AMD hat sich im derzeitigen turbulenten PC-Markt, der vor allem durch einen DRAM-Mangel beeinflusst wird, ehrgeizige Ziele gesetzt. Es bleibt die Frage: Kann das Unternehmen diese Ziele inmitten dieser Volatilität erreichen?
AMD kooperiert mit AICs, um die GPU-Preise inmitten des DRAM-Mangels zu steuern
Der anhaltende DRAM-Mangel, verschärft durch den jüngsten Nachfrageboom im Bereich KI-Technologie, hat zu einem sprunghaften Anstieg der GPU-Preise geführt.

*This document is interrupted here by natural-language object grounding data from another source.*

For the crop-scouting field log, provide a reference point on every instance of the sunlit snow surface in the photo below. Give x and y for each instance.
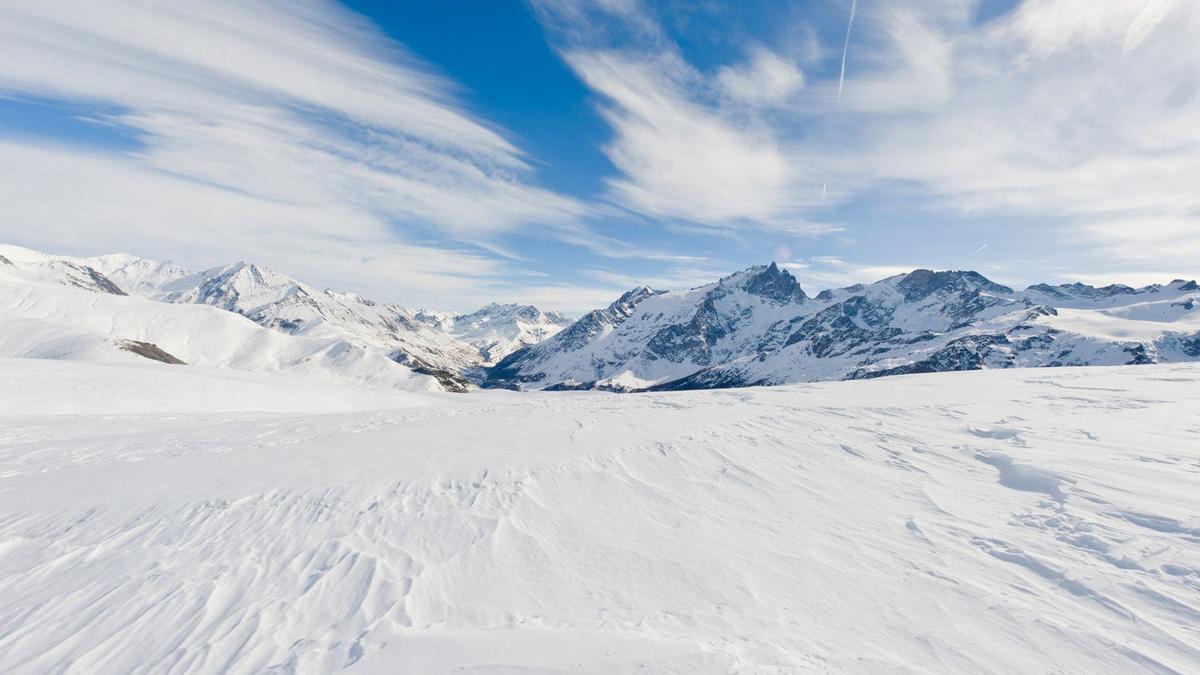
(153, 520)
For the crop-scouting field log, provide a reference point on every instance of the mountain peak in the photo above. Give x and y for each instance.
(924, 282)
(766, 281)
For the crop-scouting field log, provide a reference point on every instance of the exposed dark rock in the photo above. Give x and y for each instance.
(149, 351)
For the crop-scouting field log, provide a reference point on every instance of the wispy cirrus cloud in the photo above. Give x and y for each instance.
(294, 132)
(1071, 119)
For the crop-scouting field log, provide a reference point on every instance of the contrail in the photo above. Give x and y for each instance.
(841, 78)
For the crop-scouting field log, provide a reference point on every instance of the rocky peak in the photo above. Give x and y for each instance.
(773, 284)
(624, 305)
(924, 282)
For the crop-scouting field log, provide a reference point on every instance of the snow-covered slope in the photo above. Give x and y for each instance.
(497, 330)
(47, 317)
(997, 521)
(757, 327)
(454, 348)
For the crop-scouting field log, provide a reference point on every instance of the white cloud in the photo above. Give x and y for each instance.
(289, 132)
(1077, 117)
(679, 156)
(766, 78)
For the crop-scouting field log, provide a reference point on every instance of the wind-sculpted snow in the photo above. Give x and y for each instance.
(759, 327)
(999, 521)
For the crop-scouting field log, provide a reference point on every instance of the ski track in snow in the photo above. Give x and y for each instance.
(993, 521)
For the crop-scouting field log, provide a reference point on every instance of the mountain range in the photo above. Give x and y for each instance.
(751, 328)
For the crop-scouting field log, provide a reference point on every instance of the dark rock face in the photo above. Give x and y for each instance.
(923, 282)
(775, 285)
(449, 380)
(1138, 356)
(844, 327)
(149, 351)
(965, 353)
(1191, 345)
(691, 341)
(102, 282)
(1083, 291)
(757, 327)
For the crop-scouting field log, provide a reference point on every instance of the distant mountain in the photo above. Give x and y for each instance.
(63, 309)
(497, 330)
(454, 348)
(759, 327)
(754, 327)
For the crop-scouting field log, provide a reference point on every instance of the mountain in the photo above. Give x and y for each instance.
(453, 348)
(759, 327)
(497, 330)
(48, 314)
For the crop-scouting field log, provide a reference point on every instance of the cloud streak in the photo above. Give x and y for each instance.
(286, 131)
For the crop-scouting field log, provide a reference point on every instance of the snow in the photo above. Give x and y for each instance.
(46, 320)
(168, 519)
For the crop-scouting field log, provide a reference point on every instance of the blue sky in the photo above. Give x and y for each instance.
(558, 151)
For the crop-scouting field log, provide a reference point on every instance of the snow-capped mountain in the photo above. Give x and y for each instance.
(759, 327)
(454, 348)
(47, 312)
(497, 330)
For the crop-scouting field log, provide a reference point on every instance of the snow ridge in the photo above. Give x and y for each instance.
(759, 327)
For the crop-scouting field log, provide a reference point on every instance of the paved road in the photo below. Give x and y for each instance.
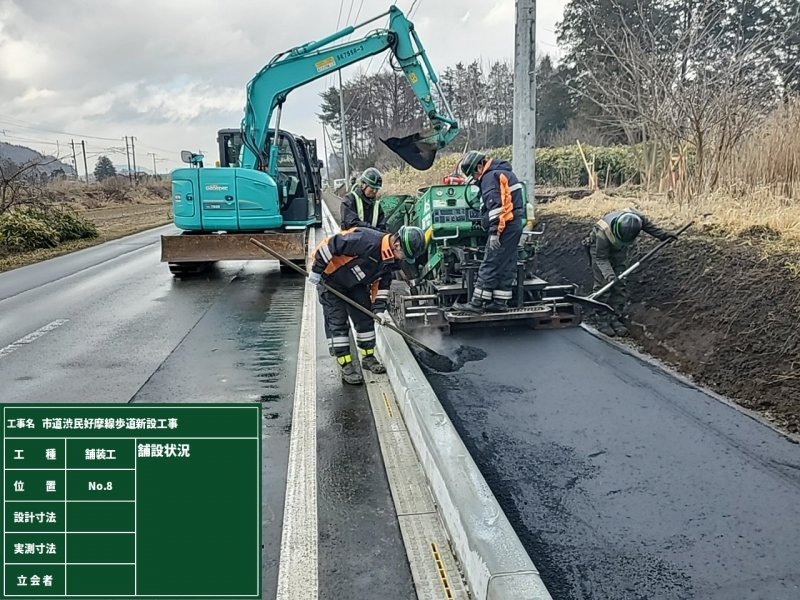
(621, 481)
(111, 324)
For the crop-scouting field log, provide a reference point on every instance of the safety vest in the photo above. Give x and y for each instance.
(360, 209)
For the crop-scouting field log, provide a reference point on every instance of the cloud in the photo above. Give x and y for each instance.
(173, 73)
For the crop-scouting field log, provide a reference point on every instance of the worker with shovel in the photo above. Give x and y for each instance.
(503, 213)
(349, 262)
(610, 246)
(360, 206)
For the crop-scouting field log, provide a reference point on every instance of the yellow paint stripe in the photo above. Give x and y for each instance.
(448, 592)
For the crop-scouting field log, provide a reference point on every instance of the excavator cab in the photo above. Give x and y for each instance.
(299, 179)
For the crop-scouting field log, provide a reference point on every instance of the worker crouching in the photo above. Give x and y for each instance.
(503, 212)
(610, 246)
(359, 263)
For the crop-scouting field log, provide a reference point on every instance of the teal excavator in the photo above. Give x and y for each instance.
(272, 192)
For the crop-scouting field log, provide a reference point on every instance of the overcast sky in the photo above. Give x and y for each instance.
(171, 73)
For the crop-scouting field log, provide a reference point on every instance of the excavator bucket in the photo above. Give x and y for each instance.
(416, 150)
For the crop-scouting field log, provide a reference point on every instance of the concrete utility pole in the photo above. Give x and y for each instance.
(128, 156)
(74, 159)
(133, 152)
(524, 131)
(327, 158)
(344, 135)
(85, 166)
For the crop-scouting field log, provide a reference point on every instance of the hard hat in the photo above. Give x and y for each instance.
(470, 162)
(627, 226)
(412, 241)
(373, 178)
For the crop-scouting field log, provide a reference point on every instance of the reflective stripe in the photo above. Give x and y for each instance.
(339, 342)
(325, 253)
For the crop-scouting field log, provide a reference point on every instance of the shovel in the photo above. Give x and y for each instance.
(437, 361)
(591, 299)
(416, 150)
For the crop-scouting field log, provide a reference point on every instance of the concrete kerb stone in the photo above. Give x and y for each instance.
(494, 561)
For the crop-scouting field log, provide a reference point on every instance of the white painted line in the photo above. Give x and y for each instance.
(32, 337)
(298, 577)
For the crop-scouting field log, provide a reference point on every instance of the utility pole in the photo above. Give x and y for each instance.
(524, 132)
(344, 135)
(128, 156)
(85, 166)
(327, 158)
(133, 152)
(74, 159)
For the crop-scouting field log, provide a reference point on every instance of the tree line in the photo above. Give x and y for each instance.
(671, 73)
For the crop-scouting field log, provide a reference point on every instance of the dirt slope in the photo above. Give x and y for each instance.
(724, 311)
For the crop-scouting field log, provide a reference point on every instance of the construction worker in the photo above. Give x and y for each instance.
(349, 262)
(610, 245)
(360, 206)
(503, 213)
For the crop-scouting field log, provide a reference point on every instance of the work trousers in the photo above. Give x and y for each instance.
(498, 270)
(617, 296)
(336, 312)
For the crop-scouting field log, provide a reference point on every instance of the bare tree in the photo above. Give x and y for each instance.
(690, 85)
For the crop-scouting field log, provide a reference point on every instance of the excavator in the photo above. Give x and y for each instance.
(267, 195)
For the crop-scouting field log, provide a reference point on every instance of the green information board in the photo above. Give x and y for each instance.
(141, 501)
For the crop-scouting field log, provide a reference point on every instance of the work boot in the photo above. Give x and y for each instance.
(469, 307)
(619, 328)
(605, 328)
(349, 372)
(496, 306)
(371, 363)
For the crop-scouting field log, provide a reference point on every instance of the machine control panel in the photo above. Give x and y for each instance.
(455, 215)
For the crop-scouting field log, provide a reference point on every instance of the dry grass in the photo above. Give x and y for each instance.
(145, 207)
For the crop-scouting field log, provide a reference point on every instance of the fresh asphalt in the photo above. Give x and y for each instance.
(622, 482)
(111, 324)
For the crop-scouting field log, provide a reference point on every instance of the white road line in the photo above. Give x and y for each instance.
(31, 337)
(297, 572)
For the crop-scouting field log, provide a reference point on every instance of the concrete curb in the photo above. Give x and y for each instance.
(494, 562)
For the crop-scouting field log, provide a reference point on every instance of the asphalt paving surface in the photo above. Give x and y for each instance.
(621, 481)
(111, 324)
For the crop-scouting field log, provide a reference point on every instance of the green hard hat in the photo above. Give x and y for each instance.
(412, 241)
(471, 161)
(373, 178)
(627, 226)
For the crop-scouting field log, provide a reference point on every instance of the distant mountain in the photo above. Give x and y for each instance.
(21, 155)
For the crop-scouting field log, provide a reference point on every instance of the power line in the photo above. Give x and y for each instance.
(11, 121)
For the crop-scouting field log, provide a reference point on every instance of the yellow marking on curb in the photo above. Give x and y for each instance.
(388, 405)
(442, 572)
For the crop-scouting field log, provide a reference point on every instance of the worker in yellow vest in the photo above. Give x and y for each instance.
(360, 206)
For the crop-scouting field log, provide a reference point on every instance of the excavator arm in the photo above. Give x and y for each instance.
(289, 70)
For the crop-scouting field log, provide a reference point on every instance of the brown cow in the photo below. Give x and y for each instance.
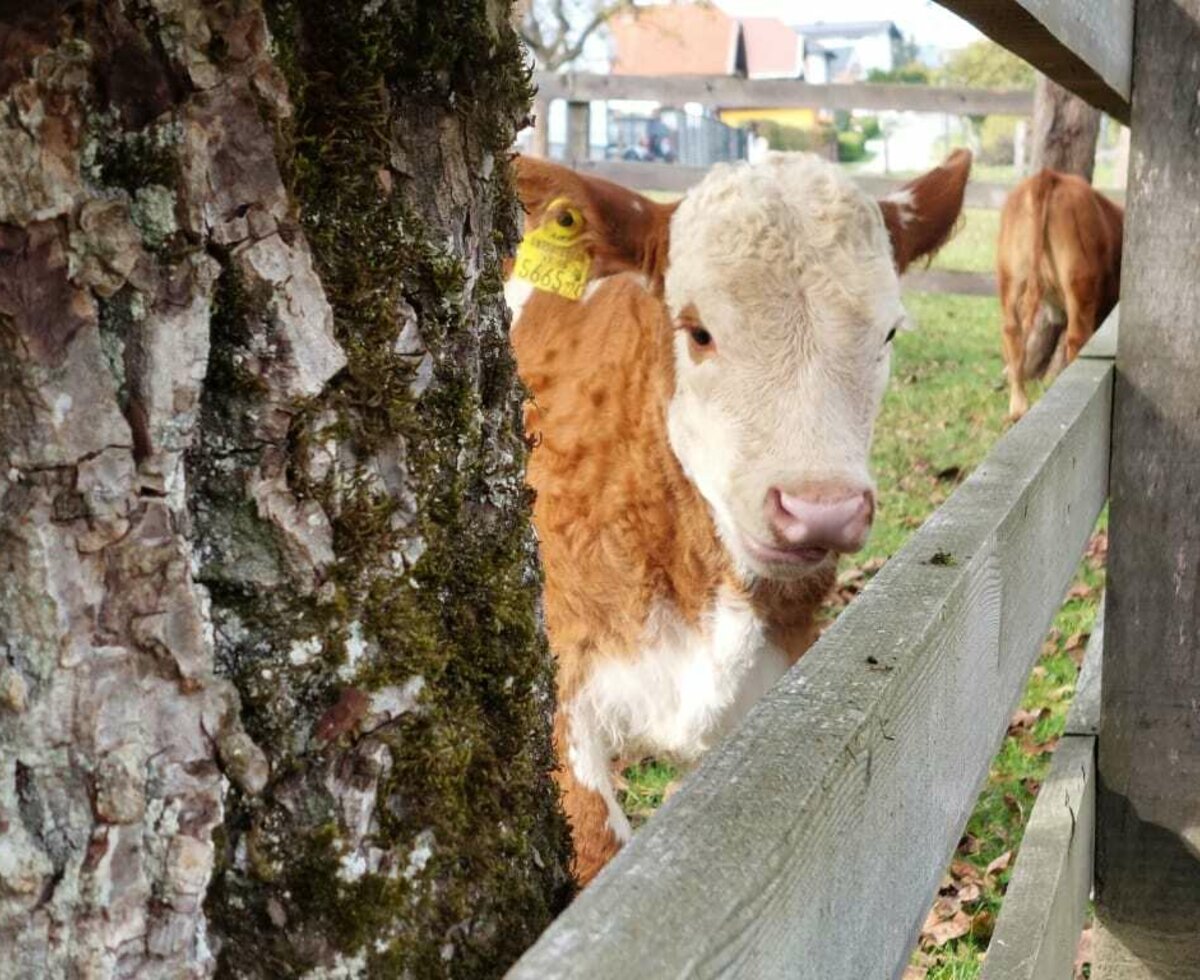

Während einige Hersteller versuchen, die gestiegenen Beschaffungskosten abzufedern, haben andere die Preise rasch erhöht, um von der Marktdynamik zu profitieren. Diese Krise hat sich stark auf Komplett-PCs, Laptops, Smartphones und Grafikkarten ausgewirkt, und viele Marken verlagern ihren Fokus auf den wachsenden KI-Sektor.
Aktuelle Analysen deuten auf einen deutlichen Preisanstieg für Grafikkarten der nächsten Generation von NVIDIA und AMD hin. NVIDIA dominiert derzeit den Markt für Mainstream-GPUs, hat aber Schwierigkeiten, genügend GeForce RTX 5070 Ti-Modelle bereitzustellen und konzentriert sich daher auf Varianten mit 8 GB. AMD hingegen hat sich bisher nur spärlich zu seiner Lieferkette und seinen Preisstrategien geäußert.
Wir pflegen seit vielen Jahren strategische Partnerschaften mit allen DRAM-Herstellern, um sicherzustellen, dass sowohl die benötigte Liefermenge als auch die Wirtschaftlichkeit der von uns getätigten Käufe unseren Bedürfnissen im Grafikgeschäft entsprechen.
– David McAfee, Vizepräsident von Ryzen
In einem kürzlich geführten Gespräch mit Gizmodo gab David McAfee, Vizepräsident von AMD Ryzen, Einblicke in die aktuelle Unternehmensstrategie. Er betonte AMDs langjährige Beziehungen zu führenden DRAM-Herstellern, um die benötigten Komponenten zu sichern. Gleichzeitig räumte er ein, dass Prognosen weiterhin schwierig seien, da sich einer der wichtigsten Speicherhersteller aus dem Endkundensegment zurückgezogen habe, wodurch AMD in eine ähnliche Lage wie NVIDIA gerate.
Ohne ausreichend Speicher zum richtigen Preis ist es eine schwierige Rechnung, gemeinsam mit unseren Partnern für Erweiterungskarten Grafikkarten zu entwickeln, die den richtigen Preis und Markt treffen.
Die sorgfältige Steuerung dieses Speichersystems ist daher absolut ein Kernbestandteil unserer Arbeit.
– David McAfee, Vizepräsident von Ryzen
McAfee bekräftigte, dass AMD weiterhin bestrebt sei, die GPU-Preise so niedrig wie möglich zu halten und eng mit seinen Boardpartnern zusammenarbeite, um dieses Ziel zu erreichen. Er warnte jedoch davor, dass es aufgrund der stark steigenden Speicherkosten schwierig werden könnte, die Preise auf oder nahe der unverbindlichen Preisempfehlung des Herstellers (UVP) zu halten.